Rhabdomyolysis

Rhabdomyolysis (often called “rhabdo”) is a serious medical condition in which damaged skeletal muscle breaks down rapidly and releases its contents (deadly toxins) into the bloodstream.

When muscle fibers are injured or die, they leak intracellular proteins — most critically myoglobin — along with electrolytes, enzymes, and other cellular debris into the circulation. Myoglobin is toxic to the kidneys and can cause acute kidney injury or outright kidney failure.


Common Causes

  • Crush injuries — trauma, accidents, prolonged immobilization
  • Extreme exertion — intense exercise, military training (“exertional rhabdo”)
  • Heat stroke
  • Certain medications — especially statins at high doses
  • Substance use — alcohol, cocaine, amphetamines
  • Infections — viral myositis (e.g., influenza)
  • Seizures — prolonged or repeated
  • Electrolyte disorders — severe hypokalemia or hypophosphatemia

Key Symptoms

  • Muscle pain, weakness, and swelling
  • Dark, brown, or tea-colored urine (myoglobinuria — a hallmark sign)
  • Decreased or absent urine output
  • Fatigue, nausea, confusion

Complications

  • Acute kidney injury (AKI) — the most dangerous complication
  • Dangerous electrolyte imbalances (high potassium, low calcium)
  • Compartment syndrome
  • Cardiac arrhythmias
  • Disseminated intravascular coagulation (DIC)

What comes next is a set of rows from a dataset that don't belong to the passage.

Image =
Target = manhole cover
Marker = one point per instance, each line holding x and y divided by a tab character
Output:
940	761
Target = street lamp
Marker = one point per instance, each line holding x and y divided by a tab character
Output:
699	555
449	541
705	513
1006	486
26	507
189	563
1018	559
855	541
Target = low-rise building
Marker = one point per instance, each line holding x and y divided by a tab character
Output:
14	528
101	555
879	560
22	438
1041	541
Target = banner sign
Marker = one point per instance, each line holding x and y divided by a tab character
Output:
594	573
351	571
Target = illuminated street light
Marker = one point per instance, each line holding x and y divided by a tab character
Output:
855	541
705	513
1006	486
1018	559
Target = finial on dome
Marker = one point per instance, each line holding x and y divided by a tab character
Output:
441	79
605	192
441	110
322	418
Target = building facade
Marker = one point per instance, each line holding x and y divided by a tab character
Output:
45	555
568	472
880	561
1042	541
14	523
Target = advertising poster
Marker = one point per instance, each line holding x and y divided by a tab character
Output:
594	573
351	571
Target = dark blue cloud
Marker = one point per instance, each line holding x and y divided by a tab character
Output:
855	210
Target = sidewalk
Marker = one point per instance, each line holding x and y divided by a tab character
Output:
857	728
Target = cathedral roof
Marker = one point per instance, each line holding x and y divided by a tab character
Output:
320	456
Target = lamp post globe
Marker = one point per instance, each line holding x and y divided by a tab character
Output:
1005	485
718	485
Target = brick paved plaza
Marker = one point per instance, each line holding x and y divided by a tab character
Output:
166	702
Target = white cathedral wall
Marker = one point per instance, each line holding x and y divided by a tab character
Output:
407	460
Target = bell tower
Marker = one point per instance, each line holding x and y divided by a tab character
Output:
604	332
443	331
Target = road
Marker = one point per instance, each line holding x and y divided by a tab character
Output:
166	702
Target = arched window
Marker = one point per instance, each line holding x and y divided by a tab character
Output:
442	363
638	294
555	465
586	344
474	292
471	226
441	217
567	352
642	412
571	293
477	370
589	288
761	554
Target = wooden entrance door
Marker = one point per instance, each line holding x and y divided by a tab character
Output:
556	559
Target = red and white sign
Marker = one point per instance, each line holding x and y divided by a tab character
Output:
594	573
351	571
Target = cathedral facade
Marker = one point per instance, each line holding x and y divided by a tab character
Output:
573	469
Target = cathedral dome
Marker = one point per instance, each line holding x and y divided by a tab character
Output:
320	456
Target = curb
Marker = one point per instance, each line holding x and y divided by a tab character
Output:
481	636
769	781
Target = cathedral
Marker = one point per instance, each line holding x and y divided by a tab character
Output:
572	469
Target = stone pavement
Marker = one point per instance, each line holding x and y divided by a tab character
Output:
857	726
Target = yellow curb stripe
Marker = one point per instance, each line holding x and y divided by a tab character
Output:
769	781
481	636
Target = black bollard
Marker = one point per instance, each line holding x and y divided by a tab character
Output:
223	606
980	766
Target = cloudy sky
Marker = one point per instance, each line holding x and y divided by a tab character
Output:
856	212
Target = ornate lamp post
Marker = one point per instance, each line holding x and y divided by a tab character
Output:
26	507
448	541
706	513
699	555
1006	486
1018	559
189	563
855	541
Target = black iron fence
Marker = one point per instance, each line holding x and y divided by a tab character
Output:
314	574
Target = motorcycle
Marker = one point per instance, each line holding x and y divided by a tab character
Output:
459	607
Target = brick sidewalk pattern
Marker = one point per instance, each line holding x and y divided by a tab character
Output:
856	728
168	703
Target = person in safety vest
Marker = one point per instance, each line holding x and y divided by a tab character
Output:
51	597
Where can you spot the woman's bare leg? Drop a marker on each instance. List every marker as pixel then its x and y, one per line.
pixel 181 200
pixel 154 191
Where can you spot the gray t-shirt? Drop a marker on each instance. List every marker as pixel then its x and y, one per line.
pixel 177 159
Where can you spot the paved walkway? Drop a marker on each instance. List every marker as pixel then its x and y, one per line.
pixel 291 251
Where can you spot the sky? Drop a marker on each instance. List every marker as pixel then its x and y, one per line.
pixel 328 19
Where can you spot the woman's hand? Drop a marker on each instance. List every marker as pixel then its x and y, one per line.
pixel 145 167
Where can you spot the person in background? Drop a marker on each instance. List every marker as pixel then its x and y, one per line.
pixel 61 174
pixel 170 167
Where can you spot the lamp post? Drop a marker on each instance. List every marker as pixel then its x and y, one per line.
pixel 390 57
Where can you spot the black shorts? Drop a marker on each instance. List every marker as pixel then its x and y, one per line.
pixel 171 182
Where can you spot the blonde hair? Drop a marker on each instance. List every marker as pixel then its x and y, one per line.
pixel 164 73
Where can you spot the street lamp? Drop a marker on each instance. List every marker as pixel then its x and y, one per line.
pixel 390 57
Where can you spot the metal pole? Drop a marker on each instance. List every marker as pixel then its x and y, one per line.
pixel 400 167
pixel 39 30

Diagnosis & Treatment Diagnosed by markedly elevated creatine kinase (CK) in the blood — often 5–10× or more above normal — along with urinalysis and metabolic panels.

Treatment centers on aggressive IV fluid resuscitation to flush myoglobin from the kidneys, correct electrolyte imbalances, and monitor kidney function. Severe cases may require dialysis.

Early recognition and hydration are key — outcomes are generally good when caught in time.